First, the epidemiologists looked at the main source of information about injuries and illnesses in the workplace, the BLS Survey of Occupational Injuries and Illnesses (SOII). Recently, a number of studies have shown that the SOII is not accurate. Injuries are undercounted (not reported), and illness underreporting is even more dramatic. A new study from Michigan shows that even amputations are dramatically underreported on OSHA logs. About half of the missing amputations were reported, but misclassified as other injuries.
Employers have a number of incentives to underreport or misclassify injuries, such as lower workers' compensation premiums and better prospects for winning bids. In light of this, how can we really know what is happening in the workplace and use that information to help prevent injuries?
Getting information directly from workers would give us better insights into the true numbers. Some countries actually conduct labor force surveys that ask about health and safety, but there is no survey like this in the U.S. However, a number of national health surveys – such as the National Health Interview Survey and the Behavioral Risk Factor Survey, which include many workers – ask questions about individual health. Hospital emergency room data is another useful source of information. Some state health departments collect data on the various work-related injuries and illnesses reported in their state and use the data to target interventions.
A major step forward would be the inclusion of industry and occupation questions on more surveys and on the electronic health records that are coming under the Affordable Care Act. As other health data are collected and surveys are done, collecting industry and occupation information will allow us to more easily see, for example, how many laborers experience hearing loss or other illnesses.
Another answer is to not use just one source of data. A truer picture can be gained from looking at several sources (such as hospital data and surveys of workers).
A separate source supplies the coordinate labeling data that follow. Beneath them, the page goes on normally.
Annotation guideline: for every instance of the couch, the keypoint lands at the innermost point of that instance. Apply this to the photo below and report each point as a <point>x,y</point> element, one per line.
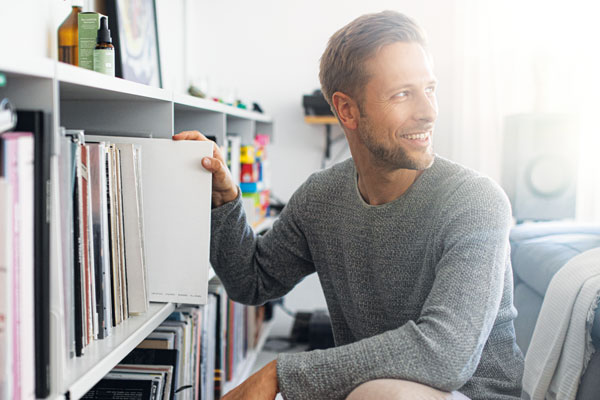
<point>538,251</point>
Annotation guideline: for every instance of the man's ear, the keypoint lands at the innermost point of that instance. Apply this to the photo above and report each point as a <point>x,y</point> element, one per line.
<point>346,109</point>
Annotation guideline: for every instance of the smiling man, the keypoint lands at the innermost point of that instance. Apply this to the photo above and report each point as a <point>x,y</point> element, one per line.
<point>411,249</point>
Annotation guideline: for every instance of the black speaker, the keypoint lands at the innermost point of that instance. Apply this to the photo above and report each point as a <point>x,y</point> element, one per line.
<point>539,171</point>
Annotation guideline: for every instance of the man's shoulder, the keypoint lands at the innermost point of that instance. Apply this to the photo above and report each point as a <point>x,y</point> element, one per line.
<point>460,186</point>
<point>331,180</point>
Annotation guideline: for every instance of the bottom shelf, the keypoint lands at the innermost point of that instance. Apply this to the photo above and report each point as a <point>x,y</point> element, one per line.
<point>102,355</point>
<point>245,368</point>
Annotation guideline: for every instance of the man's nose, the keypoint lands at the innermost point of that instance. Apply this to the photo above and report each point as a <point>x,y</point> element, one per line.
<point>426,108</point>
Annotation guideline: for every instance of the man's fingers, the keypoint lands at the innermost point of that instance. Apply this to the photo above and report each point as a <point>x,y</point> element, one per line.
<point>214,165</point>
<point>189,135</point>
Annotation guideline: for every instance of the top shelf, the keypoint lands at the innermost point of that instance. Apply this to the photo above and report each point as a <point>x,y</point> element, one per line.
<point>80,84</point>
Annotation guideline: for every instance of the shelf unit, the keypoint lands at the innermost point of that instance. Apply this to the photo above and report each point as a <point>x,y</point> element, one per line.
<point>245,367</point>
<point>83,99</point>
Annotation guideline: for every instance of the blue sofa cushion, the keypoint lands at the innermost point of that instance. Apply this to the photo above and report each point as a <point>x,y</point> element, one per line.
<point>536,260</point>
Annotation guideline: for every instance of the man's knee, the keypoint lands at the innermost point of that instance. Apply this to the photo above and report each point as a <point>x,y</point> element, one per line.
<point>396,389</point>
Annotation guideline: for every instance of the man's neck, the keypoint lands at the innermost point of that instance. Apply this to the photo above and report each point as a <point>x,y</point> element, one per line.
<point>379,186</point>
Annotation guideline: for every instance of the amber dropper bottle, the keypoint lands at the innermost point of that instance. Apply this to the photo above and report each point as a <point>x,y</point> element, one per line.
<point>68,36</point>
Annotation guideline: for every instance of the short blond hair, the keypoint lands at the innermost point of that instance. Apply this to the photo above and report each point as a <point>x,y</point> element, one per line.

OSHA has been cracking down on employer underreporting and on incentive programs that discourage reporting (like safety bingo or awards for numbers of hours without a lost workday injury). But OSHA only inspects a small percentage of workplaces each year. The agency is now looking at electronic recordkeeping for OSHA logs which may ultimately make it easier to collect information and get a more accurate picture of the national data than the current BLS sample provides. OSHA is also considering requiring employers to immediately report all work-related amputations and all injuries resulting in hospitalization. Currently, immediate reporting is required only for fatalities or catastrophes involving hospitalization of three or more workers.
While all employers like to see low injury rates at their workplaces, some need to be convinced that having a truly low injury rate is better than one that just looks good on paper. It may be harder to achieve, but in the long run, it is better for both their employees and their bottom lines. Encouraging reporting of injuries may seem counterproductive, but only by knowing the true picture of injuries can an employer begin to figure out how to prevent them. The next step is even harder. As injuries decline and there are fewer to count, there are also fewer from which to learn. Then, it is necessary to urge the reporting of close calls or near misses. These are almost-accidents or accidents waiting to happen. Looking at the nature and causes of close calls will provide even more of a boost toward injury prevention.
Employers and OSHA pay attention to the numbers. What gets counted counts. This is why it is so important to get the numbers right. Otherwise, we could be wasting effort on minor problems and not paying attention to big ones. Quantifying this problem accurately may also help garner more public support for occupational safety and health and for OSHA; support that is desperately needed in these tough economic times.
[Scott Schneider is the LHSFNA's Occupational Safety and Health Division Director.]